The Mazeppist

A Transgressive Transcendentalist manifesto.

My Photo
Name:
Location: Dar ul-Fikr, Colorado, United States

Part Irish, part Dervish, ecstatic humanist, critical Modernist, transgressive Transcendentalist.

Thursday, February 13, 2014

Luminosity Engenders...Silence


When I went away to college, I was determined to spend my four years of voluntary study exposing my deepest convictions to unrelenting scrutiny. I chose to do this because I felt that, in High School, no one had wished to challenge my thoughts and opinions. Instead, my teachers and classmates just seemed pleased to learn that I had thoughts and opinions and were content to leave it at that. But I wasn’t satisfied. It wasn’t enough for me to know what I thought: I wished to find out if what I thought could withstand intense critique. It was my conviction then—and it remains my conviction to this day—that “the truth” (whatever that might be) did not need my protection: if it couldn’t defend itself, it wasn’t worthy of my loyalty.

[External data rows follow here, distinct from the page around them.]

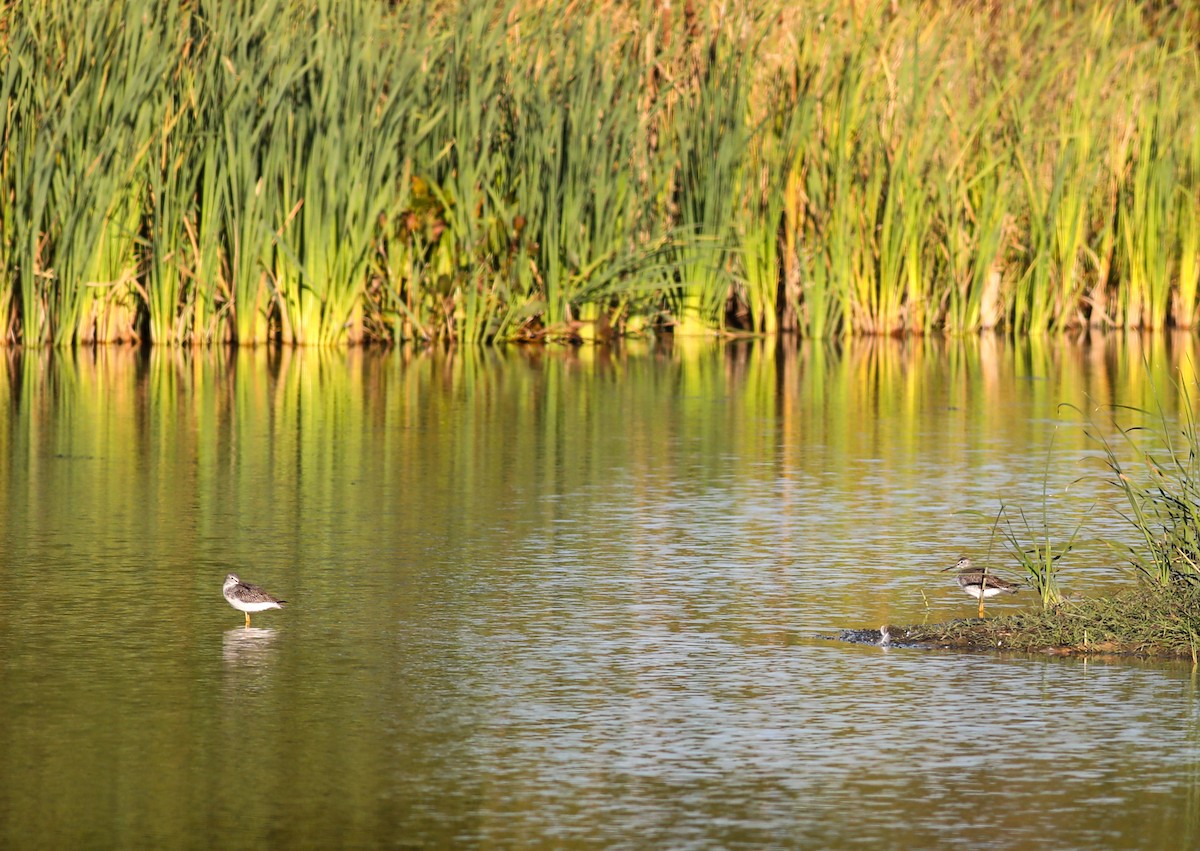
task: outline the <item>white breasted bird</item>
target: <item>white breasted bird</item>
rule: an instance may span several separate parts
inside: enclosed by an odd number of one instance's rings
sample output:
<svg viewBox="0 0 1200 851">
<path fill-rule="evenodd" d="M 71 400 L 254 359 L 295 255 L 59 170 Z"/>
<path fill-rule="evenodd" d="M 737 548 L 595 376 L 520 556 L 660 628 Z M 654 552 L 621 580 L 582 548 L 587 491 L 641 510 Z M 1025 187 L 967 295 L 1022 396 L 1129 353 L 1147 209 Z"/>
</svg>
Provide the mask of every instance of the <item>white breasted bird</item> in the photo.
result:
<svg viewBox="0 0 1200 851">
<path fill-rule="evenodd" d="M 236 573 L 225 577 L 225 587 L 222 590 L 229 605 L 246 615 L 246 626 L 250 626 L 251 612 L 265 612 L 267 609 L 282 609 L 287 600 L 280 600 L 264 591 L 258 585 L 243 582 Z"/>
</svg>

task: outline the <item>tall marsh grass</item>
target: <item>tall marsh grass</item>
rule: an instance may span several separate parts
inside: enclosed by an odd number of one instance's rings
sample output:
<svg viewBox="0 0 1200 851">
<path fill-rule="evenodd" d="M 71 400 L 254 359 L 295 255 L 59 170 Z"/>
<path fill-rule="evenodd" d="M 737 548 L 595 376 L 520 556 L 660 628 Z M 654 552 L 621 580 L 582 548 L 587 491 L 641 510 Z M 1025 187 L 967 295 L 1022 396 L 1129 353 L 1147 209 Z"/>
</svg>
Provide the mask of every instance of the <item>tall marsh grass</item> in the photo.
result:
<svg viewBox="0 0 1200 851">
<path fill-rule="evenodd" d="M 1144 549 L 1130 564 L 1144 578 L 1171 586 L 1200 585 L 1200 427 L 1195 418 L 1194 377 L 1173 381 L 1179 414 L 1154 407 L 1114 408 L 1109 422 L 1092 423 L 1089 436 L 1100 450 L 1108 483 L 1124 498 L 1122 516 L 1137 530 Z M 1146 425 L 1129 425 L 1138 418 Z"/>
<path fill-rule="evenodd" d="M 1193 327 L 1200 21 L 11 0 L 8 343 Z"/>
</svg>

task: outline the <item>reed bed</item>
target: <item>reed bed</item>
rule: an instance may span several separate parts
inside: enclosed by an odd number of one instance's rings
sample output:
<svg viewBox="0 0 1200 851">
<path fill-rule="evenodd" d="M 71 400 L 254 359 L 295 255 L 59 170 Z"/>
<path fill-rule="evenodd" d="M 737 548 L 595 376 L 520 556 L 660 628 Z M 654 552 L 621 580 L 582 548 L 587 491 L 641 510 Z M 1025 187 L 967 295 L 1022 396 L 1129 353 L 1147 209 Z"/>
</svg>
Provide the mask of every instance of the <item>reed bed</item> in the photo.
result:
<svg viewBox="0 0 1200 851">
<path fill-rule="evenodd" d="M 1190 328 L 1186 4 L 0 7 L 5 342 Z"/>
</svg>

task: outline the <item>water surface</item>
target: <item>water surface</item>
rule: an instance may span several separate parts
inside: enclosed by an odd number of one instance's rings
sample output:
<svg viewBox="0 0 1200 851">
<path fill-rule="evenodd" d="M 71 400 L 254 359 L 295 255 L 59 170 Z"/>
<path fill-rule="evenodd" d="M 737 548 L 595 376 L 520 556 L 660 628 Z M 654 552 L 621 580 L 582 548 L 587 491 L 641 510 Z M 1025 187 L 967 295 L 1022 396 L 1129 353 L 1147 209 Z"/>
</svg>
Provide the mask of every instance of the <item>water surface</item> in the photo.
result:
<svg viewBox="0 0 1200 851">
<path fill-rule="evenodd" d="M 829 638 L 1121 587 L 1193 346 L 6 353 L 0 846 L 1194 846 L 1190 664 Z"/>
</svg>

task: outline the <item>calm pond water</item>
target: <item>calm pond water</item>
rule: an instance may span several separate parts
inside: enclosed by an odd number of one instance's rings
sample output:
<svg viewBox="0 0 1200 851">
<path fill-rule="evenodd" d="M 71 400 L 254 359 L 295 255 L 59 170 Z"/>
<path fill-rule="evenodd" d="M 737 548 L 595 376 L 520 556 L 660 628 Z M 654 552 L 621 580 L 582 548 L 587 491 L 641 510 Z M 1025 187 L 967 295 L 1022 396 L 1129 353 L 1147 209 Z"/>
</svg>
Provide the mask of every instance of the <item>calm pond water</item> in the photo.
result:
<svg viewBox="0 0 1200 851">
<path fill-rule="evenodd" d="M 0 847 L 1196 847 L 1190 664 L 830 637 L 970 615 L 1043 490 L 1127 582 L 1080 411 L 1198 362 L 0 352 Z"/>
</svg>

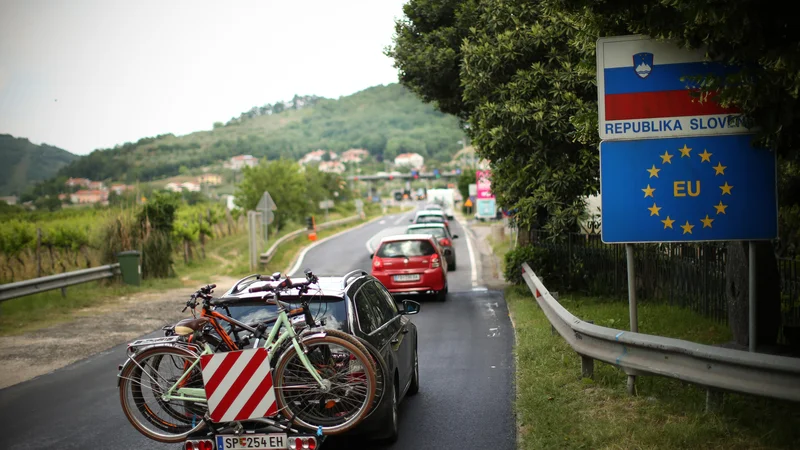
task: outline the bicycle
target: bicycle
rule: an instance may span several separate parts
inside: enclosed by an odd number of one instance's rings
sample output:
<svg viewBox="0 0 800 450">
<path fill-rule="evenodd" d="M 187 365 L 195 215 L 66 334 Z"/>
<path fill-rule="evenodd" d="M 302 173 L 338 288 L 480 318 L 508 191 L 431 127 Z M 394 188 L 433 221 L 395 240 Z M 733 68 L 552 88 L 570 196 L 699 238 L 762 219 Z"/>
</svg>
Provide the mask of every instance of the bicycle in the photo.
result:
<svg viewBox="0 0 800 450">
<path fill-rule="evenodd" d="M 260 276 L 256 278 L 261 279 Z M 207 342 L 210 330 L 206 325 L 210 325 L 224 342 L 227 348 L 223 350 L 238 350 L 247 340 L 235 333 L 236 341 L 231 339 L 216 319 L 251 333 L 255 338 L 252 348 L 259 348 L 259 342 L 264 339 L 261 347 L 267 349 L 270 360 L 275 361 L 271 364 L 271 373 L 278 408 L 277 415 L 271 417 L 282 416 L 298 427 L 323 435 L 340 434 L 357 425 L 369 413 L 375 396 L 374 361 L 354 337 L 335 330 L 312 329 L 317 324 L 307 300 L 302 301 L 301 308 L 292 308 L 280 300 L 281 292 L 292 289 L 302 298 L 309 286 L 318 281 L 308 271 L 306 278 L 307 281 L 301 283 L 286 278 L 276 285 L 249 288 L 249 292 L 265 292 L 262 299 L 278 308 L 275 317 L 255 326 L 215 311 L 214 307 L 231 301 L 213 299 L 211 293 L 216 286 L 206 286 L 186 305 L 194 312 L 198 299 L 203 304 L 199 322 L 187 327 L 192 333 L 129 344 L 131 355 L 119 373 L 119 392 L 123 412 L 134 428 L 150 439 L 176 443 L 206 427 L 218 426 L 208 415 L 200 368 L 201 357 L 214 353 Z M 272 281 L 278 280 L 273 276 Z M 272 298 L 267 299 L 270 294 Z M 290 318 L 300 315 L 310 329 L 298 334 Z M 267 334 L 269 324 L 274 325 Z M 161 373 L 162 369 L 168 373 Z M 287 428 L 279 420 L 264 418 L 261 421 Z"/>
</svg>

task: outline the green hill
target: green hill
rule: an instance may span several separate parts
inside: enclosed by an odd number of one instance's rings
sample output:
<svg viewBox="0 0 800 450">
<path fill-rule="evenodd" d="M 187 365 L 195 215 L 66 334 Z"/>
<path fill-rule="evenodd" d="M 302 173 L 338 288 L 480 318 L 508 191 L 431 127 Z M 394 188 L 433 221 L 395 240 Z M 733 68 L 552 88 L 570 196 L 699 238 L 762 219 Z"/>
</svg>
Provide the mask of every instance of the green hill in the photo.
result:
<svg viewBox="0 0 800 450">
<path fill-rule="evenodd" d="M 375 86 L 339 99 L 296 96 L 254 107 L 209 131 L 144 138 L 97 150 L 59 172 L 92 180 L 149 181 L 231 156 L 298 159 L 328 149 L 364 148 L 377 159 L 418 152 L 449 161 L 461 148 L 458 120 L 436 111 L 399 84 Z"/>
<path fill-rule="evenodd" d="M 77 158 L 58 147 L 0 134 L 0 195 L 20 195 Z"/>
</svg>

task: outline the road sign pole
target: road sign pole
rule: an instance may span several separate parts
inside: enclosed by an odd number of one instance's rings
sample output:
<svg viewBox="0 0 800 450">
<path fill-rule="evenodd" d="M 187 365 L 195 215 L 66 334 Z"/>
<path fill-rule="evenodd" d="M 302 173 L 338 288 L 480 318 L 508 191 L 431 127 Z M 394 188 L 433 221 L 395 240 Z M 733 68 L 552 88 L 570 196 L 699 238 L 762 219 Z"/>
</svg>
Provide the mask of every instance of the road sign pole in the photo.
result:
<svg viewBox="0 0 800 450">
<path fill-rule="evenodd" d="M 625 259 L 628 263 L 628 311 L 631 331 L 639 332 L 639 311 L 636 307 L 636 272 L 633 267 L 633 244 L 625 244 Z M 636 395 L 636 375 L 628 375 L 628 394 Z"/>
<path fill-rule="evenodd" d="M 748 272 L 748 286 L 749 286 L 749 319 L 748 319 L 748 331 L 749 331 L 749 349 L 751 352 L 756 351 L 756 241 L 750 241 L 750 245 L 748 246 L 749 250 L 749 264 L 747 268 Z"/>
</svg>

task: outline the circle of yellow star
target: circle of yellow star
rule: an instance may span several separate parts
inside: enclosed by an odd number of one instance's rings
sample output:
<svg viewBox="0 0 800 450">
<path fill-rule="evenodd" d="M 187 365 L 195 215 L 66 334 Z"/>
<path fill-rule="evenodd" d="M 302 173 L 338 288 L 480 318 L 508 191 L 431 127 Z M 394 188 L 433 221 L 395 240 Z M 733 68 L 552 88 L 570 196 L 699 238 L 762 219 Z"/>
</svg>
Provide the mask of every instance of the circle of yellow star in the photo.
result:
<svg viewBox="0 0 800 450">
<path fill-rule="evenodd" d="M 713 222 L 713 221 L 714 221 L 714 219 L 708 217 L 708 214 L 706 214 L 706 218 L 705 219 L 700 219 L 700 222 L 703 222 L 703 228 L 706 228 L 706 227 L 711 228 L 711 222 Z"/>
<path fill-rule="evenodd" d="M 659 156 L 661 156 L 661 164 L 672 164 L 672 155 L 668 151 L 664 150 L 664 154 Z"/>
<path fill-rule="evenodd" d="M 714 172 L 716 172 L 714 174 L 714 176 L 725 175 L 725 169 L 727 169 L 727 168 L 728 168 L 728 166 L 723 166 L 721 162 L 717 163 L 717 165 L 714 166 Z"/>
<path fill-rule="evenodd" d="M 724 185 L 720 186 L 719 188 L 722 189 L 722 195 L 725 194 L 732 195 L 731 189 L 733 189 L 733 186 L 729 185 L 727 181 L 725 182 Z"/>
<path fill-rule="evenodd" d="M 649 183 L 648 183 L 646 188 L 642 189 L 642 191 L 644 192 L 645 198 L 652 197 L 653 196 L 653 192 L 655 192 L 655 190 L 656 190 L 656 188 L 651 188 Z"/>
<path fill-rule="evenodd" d="M 689 156 L 689 152 L 692 151 L 692 149 L 687 147 L 686 144 L 683 144 L 683 148 L 679 148 L 678 150 L 681 152 L 681 158 L 684 156 Z"/>
<path fill-rule="evenodd" d="M 649 207 L 647 209 L 650 210 L 650 215 L 651 216 L 657 216 L 658 212 L 661 211 L 661 207 L 660 206 L 656 206 L 655 203 L 653 203 L 653 206 L 651 206 L 651 207 Z"/>
<path fill-rule="evenodd" d="M 719 201 L 719 205 L 714 205 L 714 208 L 717 210 L 717 214 L 725 214 L 725 208 L 727 207 L 728 205 L 722 204 L 722 200 Z"/>
<path fill-rule="evenodd" d="M 689 225 L 689 221 L 687 220 L 686 225 L 681 225 L 681 228 L 683 228 L 683 234 L 692 234 L 692 228 L 694 228 L 694 225 Z"/>
<path fill-rule="evenodd" d="M 653 178 L 653 177 L 658 178 L 658 172 L 660 172 L 661 169 L 656 169 L 656 165 L 653 164 L 653 167 L 650 168 L 650 169 L 647 169 L 647 171 L 650 172 L 650 178 Z"/>
<path fill-rule="evenodd" d="M 664 229 L 666 230 L 667 228 L 672 228 L 672 224 L 675 223 L 675 221 L 667 216 L 667 218 L 662 220 L 661 223 L 664 224 Z"/>
<path fill-rule="evenodd" d="M 700 162 L 711 162 L 711 155 L 713 155 L 713 153 L 708 153 L 708 150 L 703 149 L 703 153 L 699 153 L 698 155 L 700 156 Z"/>
</svg>

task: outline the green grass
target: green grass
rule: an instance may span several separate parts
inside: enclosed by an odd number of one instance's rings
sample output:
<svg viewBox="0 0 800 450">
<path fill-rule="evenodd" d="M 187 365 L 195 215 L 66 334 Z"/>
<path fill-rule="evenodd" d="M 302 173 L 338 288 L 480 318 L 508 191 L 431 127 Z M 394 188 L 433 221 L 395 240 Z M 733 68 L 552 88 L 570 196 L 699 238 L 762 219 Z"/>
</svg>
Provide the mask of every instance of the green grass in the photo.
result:
<svg viewBox="0 0 800 450">
<path fill-rule="evenodd" d="M 497 256 L 498 262 L 500 264 L 500 271 L 505 273 L 506 271 L 506 259 L 505 255 L 509 252 L 514 246 L 514 243 L 511 242 L 511 238 L 508 235 L 505 235 L 502 239 L 495 239 L 494 236 L 491 234 L 489 235 L 489 245 L 492 247 L 492 253 Z"/>
<path fill-rule="evenodd" d="M 387 210 L 387 214 L 394 214 L 400 211 L 399 207 L 393 207 Z M 382 215 L 380 208 L 366 208 L 366 205 L 365 212 L 367 212 L 367 220 Z M 331 212 L 328 219 L 332 221 L 351 215 L 352 213 L 348 212 Z M 356 221 L 320 230 L 317 232 L 317 238 L 322 239 L 360 223 L 362 222 Z M 287 225 L 277 235 L 270 235 L 267 245 L 272 245 L 276 239 L 299 227 L 300 225 L 296 224 Z M 285 242 L 278 248 L 270 264 L 266 268 L 259 269 L 259 271 L 262 273 L 283 272 L 295 256 L 311 243 L 305 235 Z M 197 249 L 199 250 L 199 246 Z M 262 251 L 264 250 L 266 249 L 262 249 Z M 199 254 L 195 252 L 194 259 L 187 264 L 183 261 L 182 254 L 176 253 L 173 257 L 175 261 L 173 267 L 176 274 L 174 278 L 145 280 L 141 286 L 127 286 L 117 282 L 98 281 L 68 287 L 66 298 L 62 298 L 60 290 L 55 290 L 2 302 L 0 303 L 0 336 L 20 334 L 63 323 L 75 317 L 76 312 L 81 309 L 99 306 L 105 302 L 136 292 L 200 286 L 211 282 L 215 275 L 227 275 L 234 278 L 243 277 L 251 273 L 248 251 L 246 230 L 240 229 L 238 233 L 234 233 L 231 236 L 208 242 L 205 246 L 205 259 L 201 259 Z"/>
<path fill-rule="evenodd" d="M 625 374 L 595 362 L 582 379 L 580 358 L 558 335 L 527 287 L 506 289 L 516 329 L 516 411 L 520 449 L 752 449 L 797 448 L 800 404 L 725 394 L 722 409 L 704 413 L 705 391 L 677 380 L 643 376 L 638 396 Z M 560 302 L 598 325 L 626 329 L 627 307 L 573 295 Z M 680 308 L 642 304 L 640 331 L 713 344 L 726 327 Z"/>
</svg>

My professors at the University were only too happy to oblige my desire for intellectual self-examination (or what amounted, at times, to a kind of emotional self-immolation). By the end of my sophomore year, I had immersed myself in an acid bath of honest, skeptical inquiry and felt pretty much picked clean: there was very little credulous flesh left on the body of my beliefs. So many of the assumptions and pet theories that I had acquired since childhood had been smoked out of their holes and left to languish in the bright sun of logic and an uncompromising demand for evidence. I found that, in their wake, I was left with very little about which I could say: "This much I know," or "Of this I am certain." I faced adulthood stripped down intellectually to bone and gristle. But that was the education for which I had asked; I had no regrets then and I have none now (over three decades later).

In addition to acquiring a diamond-hard critical acumen, this often exhilarating (sometimes painful) educational itinerary equipped me with at least one crucial insight: there is a difference between faith—the confidence one must have in order to cope with the troubles that darken our lives on this planet—and credulity (or what the 20th century theologian Paul Tillich referred to as "belief in the unbelievable"). Moreover, I discovered that once all the excess fat of childhood fantasy has burned away, we are ready to face up, with independent intelligence, to the problems of life.

As Wittgenstein reminds us, when it comes to negotiating life’s difficulties: "The facts all belong only to the task and not to its performance." I take this to mean that the "what" of our lives (the "facts") and the "how" (the "performance" of "the task") are two different things. In the performance of the tasks of daily living, we find ourselves, he added, face to face with what he termed "the inexpressible. This shows itself" he said; "it is the mystical." For Wittgenstein, the "mystical" is not something we have to conjure up from our daily traffic with the ordinary "facts" of our lives; it is not an Eliadean hierophany that crashes the party of humdrum existence. No, the mystical stubbornly confronts us with confounding imponderables while crossing the street, answering the phone, baking bread, writing a sentence.

And what do we make of these strange "glitches" in the otherwise seamless fabric of a well-ordered consciousness? What can we make of them? Try as we might, they consistently elude comprehension and, thank god, commodification.

So Wittgenstein admonished us enigmatically (in his inimitable way) and, I would suggest, sagely: "Whereof one cannot speak, thereof one must be silent."